Hi all! We have a version controlled codebase (even the executable actually) and all its textual and binary inputs. The workflow is that you change your inputs and run the executable to produce, say, half a gigabyte when compressed (this gets done maybe 10 times per day). There are two issues when it comes to reproducibility: 1) We don't version control each state of our inputs. One can tinker with a parameter in a text file and keep rerunning the model. 2) The outputs are too big to be conveniently version controlled with our codebase and inputs.

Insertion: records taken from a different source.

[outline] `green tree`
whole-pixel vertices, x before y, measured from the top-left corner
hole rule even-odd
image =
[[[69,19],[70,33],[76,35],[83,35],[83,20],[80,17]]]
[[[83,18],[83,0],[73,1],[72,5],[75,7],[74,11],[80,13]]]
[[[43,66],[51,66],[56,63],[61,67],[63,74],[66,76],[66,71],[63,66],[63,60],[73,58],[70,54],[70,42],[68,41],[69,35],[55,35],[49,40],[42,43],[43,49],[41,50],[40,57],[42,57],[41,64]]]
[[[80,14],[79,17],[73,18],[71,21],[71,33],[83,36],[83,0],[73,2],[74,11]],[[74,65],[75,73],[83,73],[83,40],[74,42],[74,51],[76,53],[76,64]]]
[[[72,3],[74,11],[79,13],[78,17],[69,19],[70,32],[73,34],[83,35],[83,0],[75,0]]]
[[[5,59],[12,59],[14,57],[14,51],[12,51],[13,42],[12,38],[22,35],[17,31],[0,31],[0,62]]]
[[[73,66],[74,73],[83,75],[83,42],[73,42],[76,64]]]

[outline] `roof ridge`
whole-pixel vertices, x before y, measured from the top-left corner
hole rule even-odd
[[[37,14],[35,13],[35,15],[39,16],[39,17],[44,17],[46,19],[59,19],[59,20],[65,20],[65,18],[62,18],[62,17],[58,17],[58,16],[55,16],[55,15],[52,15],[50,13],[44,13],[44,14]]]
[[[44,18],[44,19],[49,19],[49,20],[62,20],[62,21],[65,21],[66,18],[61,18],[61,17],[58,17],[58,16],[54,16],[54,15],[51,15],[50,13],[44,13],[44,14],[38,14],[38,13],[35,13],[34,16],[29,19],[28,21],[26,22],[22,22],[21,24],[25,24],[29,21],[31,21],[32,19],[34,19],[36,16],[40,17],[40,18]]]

So when we stumble upon some outputs from some time ago, we are not sure which model version created them, because it may as well have been between commits. I had two different ideas of making this thing (more) reproducible
1. Before each run (it's a bash script, so just add a line), we create a patch of the current state of the model and store this patch together with our outputs. So that in combination with our VCS, we can always get to the state the model was in when we got these outputs. These two things (patch, outputs) then get archived some place.
2. Before each run, we commit our current state to a separate branch, get its hash/revision number and rename our outputs to this, so that our outputs named 36add13.tar.gz can be readily reproduced by just checking that revision out. This would be a separate (and perhaps non-linear) branch, these commits would only be merged to the master once in a while (see point one in the first paragraph).
Notice that neither of these workflows requires the user to manually keep track of things, it all gets version controlled in the batch script. I would like to keep this as low tech as possible (no Docker, no orchestration, no cloud services ideally).
Thanks for any comments on these suggestions and/or your own experience.